Hmm…I can barely get CK to get a hair cut. I sugested highlights the other day and I think his head almost exploded. He is anti-metro to the extreme, although I do manage to get him to use a little hair product once in awhile… Therefore there is definitely only one “girl” in our relationship.
~E
I’m secure enough in my masculinity to admit to having darkened the door of a “uni-sex” salon on ocassion. I too prefer to have an attractive woman running her fingers through my rapidly thinning hair, but I usually opt for the quickest/cheapest hair-cutting business in my immediate vicinity.
Erin – a little bird told me CK really likes the Gilmore Girls… hate to break it to ya.
MAT – lol @ rapidly thinning hair. I was just telling Erin (on her LJ blog) that baldness is associated with high amounts of testosterone. Thus, every time I look at a bald man (not saying *you* fit that description) I don’t think “hey, i can see my reflection in that thing.” Rather I think, “that must be entirely virile, a real stud!”
This thread from a different site is very similar to this thread.

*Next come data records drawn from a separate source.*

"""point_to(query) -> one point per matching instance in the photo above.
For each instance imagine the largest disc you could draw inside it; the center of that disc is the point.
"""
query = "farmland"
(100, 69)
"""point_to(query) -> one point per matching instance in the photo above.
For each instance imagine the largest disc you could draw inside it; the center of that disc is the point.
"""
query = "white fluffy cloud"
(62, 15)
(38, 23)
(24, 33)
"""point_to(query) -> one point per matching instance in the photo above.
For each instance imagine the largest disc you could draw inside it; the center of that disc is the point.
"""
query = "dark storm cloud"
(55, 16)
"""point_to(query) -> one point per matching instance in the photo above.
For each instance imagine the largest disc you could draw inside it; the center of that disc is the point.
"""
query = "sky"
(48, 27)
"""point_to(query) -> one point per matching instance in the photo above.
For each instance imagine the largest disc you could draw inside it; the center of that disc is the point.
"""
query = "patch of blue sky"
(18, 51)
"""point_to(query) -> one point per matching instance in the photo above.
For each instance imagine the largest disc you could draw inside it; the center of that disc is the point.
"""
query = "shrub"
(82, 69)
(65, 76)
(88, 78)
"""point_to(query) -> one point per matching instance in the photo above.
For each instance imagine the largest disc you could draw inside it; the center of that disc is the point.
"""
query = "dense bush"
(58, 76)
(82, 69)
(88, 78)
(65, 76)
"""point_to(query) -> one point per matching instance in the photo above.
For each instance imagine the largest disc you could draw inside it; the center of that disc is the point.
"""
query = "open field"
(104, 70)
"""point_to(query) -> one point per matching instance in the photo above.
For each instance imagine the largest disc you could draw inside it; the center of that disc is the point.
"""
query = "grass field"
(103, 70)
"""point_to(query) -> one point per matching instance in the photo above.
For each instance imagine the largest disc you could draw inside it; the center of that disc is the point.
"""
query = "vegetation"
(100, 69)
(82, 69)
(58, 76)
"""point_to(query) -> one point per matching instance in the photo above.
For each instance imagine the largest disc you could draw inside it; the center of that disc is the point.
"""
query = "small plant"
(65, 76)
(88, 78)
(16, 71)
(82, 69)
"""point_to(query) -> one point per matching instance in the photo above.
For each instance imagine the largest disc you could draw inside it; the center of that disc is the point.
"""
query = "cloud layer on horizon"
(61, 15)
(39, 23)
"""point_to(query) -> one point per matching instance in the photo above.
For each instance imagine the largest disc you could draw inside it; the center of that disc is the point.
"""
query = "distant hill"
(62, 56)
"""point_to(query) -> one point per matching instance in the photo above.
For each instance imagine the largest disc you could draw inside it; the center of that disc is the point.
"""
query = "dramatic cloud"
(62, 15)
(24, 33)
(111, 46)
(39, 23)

Some dude named Markus Barca even comments about some of his effeminate characteristics. Queer.
Not Gilmore Girls! Everwood! (as filmed in the great state of Utah)
although I did just buy the 1st and 2nd season of Gilmore Girls from Target earlier this week….
Heh. I thought my comment was funny, but on second thought, if you don’t happen to know that Markus Barca is actually me, then you might misconstrue the self-deprecating comment.
Sorry ’bout that.
Cody – I know you’re Makus Barca, because frankly, I know everything. I like watching figure skating too, that’s nothing to be ashamed of. Now, if you told me you were a fan of vienese coffee or cafe au lait, well then, we might need to have a little chat.
Chris (SORM/CK) – Okay my bad. You love Everwood. Yeah, that’s more manly than Gilmore Girls any day. *snicker snicker*
I did forget about CK’s proclivity for bad WB TV… really bad tv in general. Except for Firefly. He was right about that
hehe. just be glad you didn’t have to watch “The Mountain” last year. That was the height (or depth) of my bad tv watching
Wait! It’s unmasculine to get your hair cut at a salon? Dang it! I’ve been loosing man points for years and no one even told me!
Erin – Well, I have to admit, SORM did turn me onto Lost, so he’s not *all* bad
Chris – Watching “The Mountain” sounds like my idea of a personal hell. That and learning Katie Holmes was impregnated by one T. Cruise – yeah that katie holmes thing would be horrible…
Phineahs – Get thee rootbeer and start belching the alphabet quick! You need to start redeeming all those lost man-points.
Uh….Girlmore Girls does not actually enter you into full girlie-dom because they’re hot. (has anybody actually seen Lauren Graham in Bad Santa? Need I remind you of her sick obsession with Santa Claus?) DUH! And the writing is KICKASS! Dbl Duh!